I suppose one answer would simply be that sex replaced violence as the hot-button issue, and we can only have one big one at a time. Sexual content on television is a big source of complaints, and the people who spend their time monitoring these things seem to focus most of their attention on that. Networks learned long ago that as long as the bad guys are punished (and even if they’re not, since some of these fictional serial killers go years without being caught), you can have all the violence you want and still have the right moral values. A show where murderers are punished can always claim that it’s a moral show, no matter how much blood it has. Sex is a trickier issue, because the very portrayal of sex outside of marriage has always set off arguments, and probably always will. Which may explain the fact that as it became more common for TV characters to have a lot of sex (or at least talk about it), complaints about violence started to become less common; violence was supplanted by a bigger “values” issue.
There’s also the point that TV violence today is really grim, and therefore doesn’t leave itself open to the argument that it’s glorifying violence. Anything can be a glorification of violence if you’re in the mood to see it that way, but much of today’s violent TV is trying to portray a depressing, brutal world where violence doesn’t solve anything. A lot of the older TV-violence controversies revolved around the enjoyment we were supposed to get from seeing the heroes solve problems with their guns or fists. There’s no danger of us getting any but the most downbeat enjoyment from Criminal Minds or something like that.

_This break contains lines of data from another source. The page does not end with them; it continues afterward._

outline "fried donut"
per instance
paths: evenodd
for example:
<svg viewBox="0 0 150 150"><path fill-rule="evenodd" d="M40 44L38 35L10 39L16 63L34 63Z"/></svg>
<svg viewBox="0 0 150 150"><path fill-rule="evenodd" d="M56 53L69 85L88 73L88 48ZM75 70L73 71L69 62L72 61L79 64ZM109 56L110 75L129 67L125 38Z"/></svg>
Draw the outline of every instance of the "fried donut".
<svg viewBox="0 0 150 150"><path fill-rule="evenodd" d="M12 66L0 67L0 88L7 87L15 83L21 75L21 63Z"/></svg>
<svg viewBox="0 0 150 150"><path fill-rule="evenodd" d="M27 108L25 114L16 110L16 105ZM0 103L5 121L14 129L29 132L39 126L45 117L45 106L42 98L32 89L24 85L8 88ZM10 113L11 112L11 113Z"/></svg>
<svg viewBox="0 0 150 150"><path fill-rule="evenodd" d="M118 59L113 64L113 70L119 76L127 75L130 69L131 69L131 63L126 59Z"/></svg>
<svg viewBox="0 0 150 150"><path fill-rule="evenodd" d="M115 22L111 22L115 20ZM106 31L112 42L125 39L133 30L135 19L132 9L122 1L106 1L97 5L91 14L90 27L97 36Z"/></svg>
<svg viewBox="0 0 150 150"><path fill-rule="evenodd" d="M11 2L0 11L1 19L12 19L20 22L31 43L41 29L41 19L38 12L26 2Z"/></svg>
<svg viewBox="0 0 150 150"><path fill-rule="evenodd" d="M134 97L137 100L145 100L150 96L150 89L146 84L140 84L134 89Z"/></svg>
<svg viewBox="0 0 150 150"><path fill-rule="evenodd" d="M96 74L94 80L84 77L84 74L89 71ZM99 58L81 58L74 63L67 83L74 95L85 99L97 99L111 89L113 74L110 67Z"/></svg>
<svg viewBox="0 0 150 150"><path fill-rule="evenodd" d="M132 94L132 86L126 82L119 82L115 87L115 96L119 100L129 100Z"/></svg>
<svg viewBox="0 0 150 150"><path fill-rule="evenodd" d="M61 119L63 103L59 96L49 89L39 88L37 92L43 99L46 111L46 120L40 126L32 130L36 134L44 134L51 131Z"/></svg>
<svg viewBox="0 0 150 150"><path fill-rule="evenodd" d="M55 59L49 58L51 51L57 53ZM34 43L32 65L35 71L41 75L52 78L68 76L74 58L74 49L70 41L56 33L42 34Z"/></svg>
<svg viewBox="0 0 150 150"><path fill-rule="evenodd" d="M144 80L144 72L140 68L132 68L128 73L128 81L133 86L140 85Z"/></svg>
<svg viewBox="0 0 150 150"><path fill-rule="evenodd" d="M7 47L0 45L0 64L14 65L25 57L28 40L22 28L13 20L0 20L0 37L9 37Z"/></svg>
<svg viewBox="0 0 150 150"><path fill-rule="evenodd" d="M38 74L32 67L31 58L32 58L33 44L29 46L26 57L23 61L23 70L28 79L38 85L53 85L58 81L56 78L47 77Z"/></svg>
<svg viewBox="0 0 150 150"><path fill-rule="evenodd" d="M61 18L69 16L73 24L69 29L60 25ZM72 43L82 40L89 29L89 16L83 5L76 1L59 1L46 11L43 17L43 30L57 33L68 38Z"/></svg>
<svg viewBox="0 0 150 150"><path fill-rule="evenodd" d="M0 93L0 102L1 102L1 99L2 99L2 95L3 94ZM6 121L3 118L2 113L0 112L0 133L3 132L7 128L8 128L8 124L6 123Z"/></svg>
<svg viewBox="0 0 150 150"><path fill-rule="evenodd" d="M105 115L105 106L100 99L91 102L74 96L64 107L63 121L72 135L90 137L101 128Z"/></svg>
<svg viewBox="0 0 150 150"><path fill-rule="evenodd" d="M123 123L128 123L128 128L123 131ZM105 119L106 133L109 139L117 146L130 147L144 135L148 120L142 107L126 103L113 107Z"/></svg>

Finally, there might be a cultural reason related to the overall decline in crime. TV-violence panics often occurred when crime was high, or thought to be high, and TV seemed to be making that look like a fun thing, trivializing the real fear people were feeling. As fear of everyday violence – such as mugging – has declined, crime shows look less like an exploitation of real-world fears and more of an escape into a violent fantasy world. That’s the point of these shows about god-like serial killers; they’re far removed enough from the actual things we’re worried about that the violence doesn’t seem like anything anyone could potentially imitate. TV tends to panic people the most when there’s a fear that something could be, theoretically, imitated (which is why Standards and Practices people are more inclined to allow things that a person in real life would have a hard time doing, as opposed to just stabbing someone with a knife). A lot of TV violence is really more like TV itself – very remote from everyday experience, and therefore not all that frightening.
All this is not to say that there can’t be another full-blown panic over television violence again. If anything is cyclical, it’s probably that. I’m just saying that as things stand right now, TV isn’t getting yelled at as much as video games are getting yelled at. I suppose TV is getting criticized for so many things these days, it had to get a break on something.